Light microscopically, fifteen patent and two globally sclerosed glomeruli were observed in the paraffin sections, and six patent and one globally sclerosed glomeruli in the frozen sections. The GBM appeared normal. The cytoplasm of podocytes frequently contained proteinaceous droplets. Leukocytes had accumulated intracapillary (Figure 2a); and their median number per glomerulus was 4 (range: 1-15). 8 and 15 leukocytes (monocytes, neutrophils, and lymphocytes) were noted in two glomeruli. One to two small intracapillary thrombi were observed in two glomeruli. Segmental mesangial hypercellularity (3 nuclei/area) was present in two glomeruli. Lipid droplets had accumulated in podocytes and tubular cells. The proximal tubules displayed focal dilation, thinning or focal loss of microvilli; necrobiotic cells were seen occasionally in the lumina of distal tubules (Figure 2h). Interstitial infiltrates not exceeding 15% of the cortical interstitial area were seen mainly along the proximal straight tubules. The infiltrates were composed of mononuclears, lymphocytes, and a smaller number of plasma cells, and on occasion, eosinophilic granulocytes. Mild mononuclear tubulitis (3 to 5 cells/tubular profile) accompanied the infiltrates. Viral inclusions in tubules or monotonous leukemic lymphoblastic interstitial infiltrates were not observed. Interstitial fibrosis and tubular atrophy affecting 15% of the cortex completed the renal changes. The small arteries and arterioles appeared to be normal. A calculation of the total renal chronicity score [16] gave a value of 3.

Immunofluorescence microscopy (Figure 2b-f), revealed incomplete global fine granular staining along the glomerular capillaries with IgG, kappa, lambda, IgG1, IgG4, and C3 (intensity: 2+, respectively), and segmental and weak (1+) staining of PLA2R antigen in the deposits. The staining for IgG2, IgG3, C1q, and THSD7A was negative. There was a fibrinogen-positive thrombus in one glomerular capillary.

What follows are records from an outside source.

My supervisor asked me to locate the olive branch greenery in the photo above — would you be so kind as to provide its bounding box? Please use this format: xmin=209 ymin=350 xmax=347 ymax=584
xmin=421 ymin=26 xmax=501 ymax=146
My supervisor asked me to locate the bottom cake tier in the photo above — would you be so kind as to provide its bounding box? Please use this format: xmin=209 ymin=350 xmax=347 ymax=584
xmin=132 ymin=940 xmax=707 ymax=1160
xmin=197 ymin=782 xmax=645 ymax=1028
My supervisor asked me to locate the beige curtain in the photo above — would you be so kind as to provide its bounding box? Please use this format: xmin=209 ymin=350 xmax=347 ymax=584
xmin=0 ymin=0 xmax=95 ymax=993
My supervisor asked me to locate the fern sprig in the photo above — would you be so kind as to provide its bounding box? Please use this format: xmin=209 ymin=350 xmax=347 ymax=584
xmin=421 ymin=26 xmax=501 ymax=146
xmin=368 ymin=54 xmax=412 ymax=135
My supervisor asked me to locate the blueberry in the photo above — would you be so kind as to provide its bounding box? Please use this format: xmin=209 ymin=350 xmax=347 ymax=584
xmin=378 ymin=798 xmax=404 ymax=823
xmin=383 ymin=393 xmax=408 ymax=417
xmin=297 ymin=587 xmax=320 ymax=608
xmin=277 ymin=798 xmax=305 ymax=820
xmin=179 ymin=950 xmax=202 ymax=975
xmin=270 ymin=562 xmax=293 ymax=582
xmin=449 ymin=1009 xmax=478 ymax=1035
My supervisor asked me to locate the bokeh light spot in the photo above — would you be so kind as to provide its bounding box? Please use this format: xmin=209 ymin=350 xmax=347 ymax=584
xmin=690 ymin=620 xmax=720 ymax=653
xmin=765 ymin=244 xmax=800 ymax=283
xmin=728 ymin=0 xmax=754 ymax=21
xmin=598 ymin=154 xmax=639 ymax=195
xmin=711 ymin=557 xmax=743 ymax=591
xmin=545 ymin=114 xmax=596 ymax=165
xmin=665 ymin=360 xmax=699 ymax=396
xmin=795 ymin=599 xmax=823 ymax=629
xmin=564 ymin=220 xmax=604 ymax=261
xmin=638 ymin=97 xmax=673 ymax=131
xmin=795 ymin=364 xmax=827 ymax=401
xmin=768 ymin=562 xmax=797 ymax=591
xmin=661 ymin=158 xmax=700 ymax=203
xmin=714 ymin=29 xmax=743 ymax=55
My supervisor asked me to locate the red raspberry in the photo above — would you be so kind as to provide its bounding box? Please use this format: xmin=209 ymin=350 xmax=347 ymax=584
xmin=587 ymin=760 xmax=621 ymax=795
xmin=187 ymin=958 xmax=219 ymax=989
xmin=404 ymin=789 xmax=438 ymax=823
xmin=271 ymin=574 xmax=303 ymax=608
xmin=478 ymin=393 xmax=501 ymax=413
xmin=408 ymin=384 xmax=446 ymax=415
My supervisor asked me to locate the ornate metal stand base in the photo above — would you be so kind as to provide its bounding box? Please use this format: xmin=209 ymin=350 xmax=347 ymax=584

One glomerulus was evaluated electron microscopically. The podocyte foot processes were diffusely effaced. Subepithelial, homogeneously dense deposits of varying size and distribution were observed in some capillary loops; and several loops were devoid of deposits (Figure g). Fine GBM projections (“spikes”) noted next to the deposits on occasion and the case was classified as MN, stage 1-2. Subendothelial or mesangial deposits were not encountered. The proximal tubular cells focally showed a varying degree of injury, including loss of the microvilli, cytoplasmic vacuolation, and dense widening of the mitochondrial cristae (Figure 2i). The swelling of mitochondria with amorphous flocculent densities and ruptures of mitochondrial membrane were noted focally.

The findings led to the biopsy diagnosis of MN, and acute tubular injury. The mild mononuclear tubulointerstitial nephritis present predominantly in medullary rays was probably related to the massive proteinuria.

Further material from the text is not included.